Sameslam is bang! He hit the desk again.

-There may be beasts that don't get angry when their cubs are threatened, but we're not that kind of beast.

- Whoa! That's right! Lawmakers raised their voices.

- That's right, Chairman! - We are not that kind of beast! -no… ! We are not… ! -We, [a group of non-beasts of that kind] also openly support the Chairman's declaration...

.

- Be quiet! Seimslam slammed the table again.

While the lawmakers shut their mouths with shy faces, Seimslam looked back at Uburqa in disgust.

-So, I will have to use dog poop if I can use it.

can you help me, sir? - Ugor.

It's too harsh to treat like dog poop, but it's good.

Uburka laughed.

- I'll help you.

-great.

Seimslam nodded his head.

-Then, I will form a special production team that will attract the attention of the turtle, centering on my ancestors and myself.

Lime.

As mentioned earlier, those who volunteer for the special operation will be the first to get the right to climb on the turtle's carapace and sit cross-legged.

The special task force was quickly formed.

Like ants clinging to honey cookies that fell on the floor, countless requests for resources continued.

The Reconciliation Council was not only a meeting of lawmakers but also a meeting of warriors.

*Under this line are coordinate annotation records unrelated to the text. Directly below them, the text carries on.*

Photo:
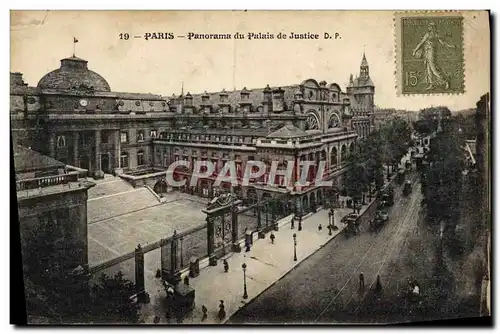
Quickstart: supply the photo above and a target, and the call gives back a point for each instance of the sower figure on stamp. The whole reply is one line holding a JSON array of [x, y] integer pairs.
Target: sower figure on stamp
[[434, 74]]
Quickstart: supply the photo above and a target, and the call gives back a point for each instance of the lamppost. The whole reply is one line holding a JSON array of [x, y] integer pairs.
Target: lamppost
[[295, 247], [330, 222], [244, 267]]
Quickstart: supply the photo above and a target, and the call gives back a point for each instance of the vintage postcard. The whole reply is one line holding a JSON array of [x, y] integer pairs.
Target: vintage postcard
[[251, 167]]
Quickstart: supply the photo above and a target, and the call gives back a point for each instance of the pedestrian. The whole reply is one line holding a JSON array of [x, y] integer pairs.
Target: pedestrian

Their chairperson took the lead and volunteered, so there was nothing to be afraid of.

-Well.

It's a little lacking.

But Seimslam frowned.

-Except for me and my predecessor, to be honest, my grades are a bit short.

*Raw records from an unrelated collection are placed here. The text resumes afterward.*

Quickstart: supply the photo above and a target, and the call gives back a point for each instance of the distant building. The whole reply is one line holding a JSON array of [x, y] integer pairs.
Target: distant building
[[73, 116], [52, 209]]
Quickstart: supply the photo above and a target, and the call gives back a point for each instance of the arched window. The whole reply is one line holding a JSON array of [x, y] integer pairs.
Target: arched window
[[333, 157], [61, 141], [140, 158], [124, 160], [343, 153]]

There's nothing I can hope for if the more powerful guys only drop from two hundred to three hundred...

.

- kkkkkkuk.

It was at that moment that the door of the reconciliation council opened.

- I waited for that.

A large door opened and the sun poured in.

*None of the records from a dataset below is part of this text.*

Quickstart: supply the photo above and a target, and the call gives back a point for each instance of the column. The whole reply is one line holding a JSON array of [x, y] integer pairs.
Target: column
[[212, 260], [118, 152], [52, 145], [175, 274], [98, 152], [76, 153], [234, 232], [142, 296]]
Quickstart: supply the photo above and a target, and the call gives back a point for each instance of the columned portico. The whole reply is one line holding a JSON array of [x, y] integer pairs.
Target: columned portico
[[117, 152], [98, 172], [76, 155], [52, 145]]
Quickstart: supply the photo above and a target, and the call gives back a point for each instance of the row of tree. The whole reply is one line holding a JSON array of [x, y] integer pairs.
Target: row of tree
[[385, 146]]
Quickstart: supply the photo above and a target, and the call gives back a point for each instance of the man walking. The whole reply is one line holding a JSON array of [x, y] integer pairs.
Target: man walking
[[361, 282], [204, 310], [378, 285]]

The sunlight that couldn't hit it cast a long regret on the floor.

The shadows reaching their spirits were lined up with the horns on their heads hanging particularly sharply.

- We who worship the snake god.

- The kidney unit under the direct control of the snake god.

-[256 Color True Color Noble Squadron] Everyone! Silence passed for a while.

-Well.

Seimslam tapped his chin.

Uburka scratched the back of his head.

- Hey, at the moment.

-Well.

- You said you would use dog poop if necessary.

-It did.

-Are you going to use them? -Ummm...

Hold on a second, Lime.

Because I'm seriously thinking about it right now...

.

After a really long time, the day's reconciliation council ended.

And after a while, those carrying the mission began to move towards the dragon who lives in the deep sea.

It was the beginning of the pilgrimage route that would come to be called the [Road of the Aurors].

2.

Gooooooooooo-!! The strongest among the dragons, the dragons who live in the deep sea cried out.

The Ki-ryong, which sank in the deep sea, was so strong that it was the strongest in this world.

- Whoa! - Whoa...

! Uburqa also won the 256-color true color noble squadron.

Even if I jumped on it, I won.

The dragon that sank in the deep sea was one in the world.

Anyway, she cried.

- Whoa, it's over! - Damn it, let's run away!! The worthless who did not awaken the auror fled.

But Ki-ryong was better than them.

-Ah, damn it...

! - Auror...

If only I had studied harder...

! So, their regrets were only later.

Gooooooooooooooo-!! A dragon that lives in the deep sea.

It was the moment when he irrevocably killed those who did not realize the Auror in a very simple way...

.

3.

-Brother, is this turtle baby laughing? - Leave it alone.

Have a nice dream.

The vampire's chief said while smoking a cigarette.

Behind him, hundreds of thousands of vampires---they, who had become one with the Mongma tribe, were sending out flame waves while flapping their wings.259.